Before NOONAN and TROTT, Circuit Judges, and MOLLOY, District Judge.
The Honorable Donald W. Molloy, United States District Judge for the District of Montana, sitting by designation.
This disposition is not appropriate for publication and may not be cited to or by the courts of this circuit except as provided by Ninth Circuit Rule 36-3.
The parties are well aware of the facts in the case.
Defendants-Appellants Augustine Olivarez Cortinas (97-10023) and Gabriel Alcala-Espinoza (97-10214) appeal their jury convictions and sentences for conspiracy to manufacture methamphetamine, 21 U.S.C. §§ 846 & 841(a)(1), and conspiracy to launder money, 8 U.S.C. § 1956(a)(1)(A)(i) & (h). Pursuant to Anders v. California, 386 U.S. 738 (1967), Alcala-Espinoza's counsel has moved to withdraw as counsel of record. We have jurisdiction pursuant to 28 U.S.C. § 1291, and we affirm.
Appellants contend that the government proved at least two conspiracies to manufacture methamphetamine, thereby creating insufficient evidence for the jury's verdict of one conspiracy. Viewing the evidence in the light most favorable to the prosecution, any rational trier of fact could have found a single conspiracy beyond a reasonable doubt. See Jackson v. Virginia, 443 U.S. 307, 319 (1979)
Appellants next contend that the district court did not correctly determine the quantity and type of methamphetamine involved in this case. We conclude that the district court did not clearly err in its factual finding of the quantity and type of methamphetamine involved in this case. See United States v. Dudden, 65 F.3d 1461, 1470 (9th Cir.1995).

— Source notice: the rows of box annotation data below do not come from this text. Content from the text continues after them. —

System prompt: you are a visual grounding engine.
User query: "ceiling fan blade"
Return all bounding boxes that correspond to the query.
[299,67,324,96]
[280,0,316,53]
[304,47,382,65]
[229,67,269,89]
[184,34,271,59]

Appellant Cortinas additionally contends that the Sentencing Guidelines violate Article III and the Fifth Amendment of the Untied States Constitution. These contentions lack merit. See Mistretta v.. United States, 488 U.S. 361 (1989); United States v. Brady, 895 F.2d 538, 540 (9th Cir.1990).
In the Anders brief, Alcala-Espinoza argues that the district court erred by admitting records pertaining to Diane Sanchez. We conclude that the district court did not abuse its discretion by admitting the records. See United States v. Chu Kong Yin, 935 F.2d 990, 994 (9th Cir.1991).
Finally, our independent review of the record pursuant to Penson v. Ohio, 488 U.S. 75, 83 (1988), discloses no further issues for review.
Accordingly, the motion of counsel for Alcala-Espinoza to withdraw is GRANTED, and the judgments are AFFIRMED.